As AWS+1 becomes an operating principle in 2017, there will be an opportunity for suppliers of cloud management platforms that can aggregate, integrate and provide control for multiple services. By making it easy to find and use services, IT departments will increasingly act as service brokers to their own organisations, delivering ITaaS. This will enable them to focus resources on business innovation and digital transformation strategies instead of simply keeping the lights on. It can cut costs too - 451 Research’s Cloud Price Index recently found that with a multi-cloud approach an enterprise can cut direct cloud expenditure by up to 74%.
In 2017, IT service providers must offer a more agile ‘cloud-tasking’ delivery model to support digital transformation. In this environment, analysts believe the cloud management platform and the business process management system will be used to link together existing systems with new apps that take advantage of technologies such as machine learning to create more efficient, simplified processes.
Cloud and managed infrastructure market growth
The managed infrastructure and cloud market remains robust. 451 Research analysts predict it will grow to encompass more than $129bn in spending by 2020, with public cloud and hosted private cloud the pre-dominant sources of growth.
While public cloud continues to be the fastest growth engine in the managed infrastructure and cloud segments, there is a slower-moving, but no less important or lucrative, land rush in the managed infrastructure space.
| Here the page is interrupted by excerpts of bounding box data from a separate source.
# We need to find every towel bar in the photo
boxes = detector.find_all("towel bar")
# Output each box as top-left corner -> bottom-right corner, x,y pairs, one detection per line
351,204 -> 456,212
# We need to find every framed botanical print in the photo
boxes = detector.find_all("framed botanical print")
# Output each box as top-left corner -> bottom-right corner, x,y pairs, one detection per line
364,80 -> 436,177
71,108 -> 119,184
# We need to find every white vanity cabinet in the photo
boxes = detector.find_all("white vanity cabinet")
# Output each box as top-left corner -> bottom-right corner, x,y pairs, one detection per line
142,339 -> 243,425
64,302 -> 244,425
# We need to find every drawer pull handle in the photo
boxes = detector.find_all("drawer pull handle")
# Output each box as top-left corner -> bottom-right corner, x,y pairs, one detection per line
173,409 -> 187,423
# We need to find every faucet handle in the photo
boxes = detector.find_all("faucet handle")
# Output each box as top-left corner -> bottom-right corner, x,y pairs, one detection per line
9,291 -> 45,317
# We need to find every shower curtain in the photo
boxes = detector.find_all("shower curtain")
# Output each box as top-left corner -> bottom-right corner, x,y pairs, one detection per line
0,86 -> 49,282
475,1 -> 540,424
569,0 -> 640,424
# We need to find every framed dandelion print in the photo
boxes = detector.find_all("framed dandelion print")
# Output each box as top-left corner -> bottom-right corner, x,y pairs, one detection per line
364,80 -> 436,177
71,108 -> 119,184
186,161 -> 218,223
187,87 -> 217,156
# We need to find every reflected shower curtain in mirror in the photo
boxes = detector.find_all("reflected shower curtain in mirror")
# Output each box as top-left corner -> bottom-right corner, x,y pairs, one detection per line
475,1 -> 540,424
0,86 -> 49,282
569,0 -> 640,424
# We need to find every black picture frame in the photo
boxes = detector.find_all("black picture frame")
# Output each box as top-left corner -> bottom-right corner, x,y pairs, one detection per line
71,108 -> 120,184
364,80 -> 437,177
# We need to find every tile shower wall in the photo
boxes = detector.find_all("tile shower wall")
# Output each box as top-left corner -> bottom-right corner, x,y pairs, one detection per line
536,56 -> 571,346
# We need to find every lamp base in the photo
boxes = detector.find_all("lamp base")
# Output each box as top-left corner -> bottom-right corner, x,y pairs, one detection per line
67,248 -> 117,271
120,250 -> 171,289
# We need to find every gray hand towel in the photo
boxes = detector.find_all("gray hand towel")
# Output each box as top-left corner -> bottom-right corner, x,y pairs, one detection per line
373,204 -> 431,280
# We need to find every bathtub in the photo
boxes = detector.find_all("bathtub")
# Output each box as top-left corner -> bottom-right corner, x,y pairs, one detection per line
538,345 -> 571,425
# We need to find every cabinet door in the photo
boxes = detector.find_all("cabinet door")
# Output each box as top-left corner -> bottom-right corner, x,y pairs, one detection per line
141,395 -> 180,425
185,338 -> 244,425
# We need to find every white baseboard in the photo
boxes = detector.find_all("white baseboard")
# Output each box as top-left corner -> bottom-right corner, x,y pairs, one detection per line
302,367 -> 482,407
Managed infrastructure and public cloud are now two sides of the same coin. The majority of new revenue for hosters is in private cloud and in blending support of hosted private cloud, public cloud services and on-premise private clouds for enterprises.
By 2020, 451 Research predicts the IaaS market will be worth $25.5bn, or 20% of the overall $129bn hosted IT infrastructure market. As a sanity check it is worth noting that some firms on the planet have IT budget planning cycles that are nearly the size of the entire current IaaS market, which we estimate at $12.5bn for 2016.
“AWS is still the biggest player in the cloud space. In a decade AWS has achieved revenues of $12bn and an enterprise value of some $150bn, or half the market cap of Amazon.com. Looking at it another way - it took IBM a century to reach the same valuation,” said William Fellows, 451 Research vice president.
“This not a zero sum game - all segments of the hosted infrastructure market are growing - but the cost of participation is high, so few businesses will afford to build their own. Cloud is part of the managed infrastructure market which itself is more than five times bigger than the cloud market,” he added.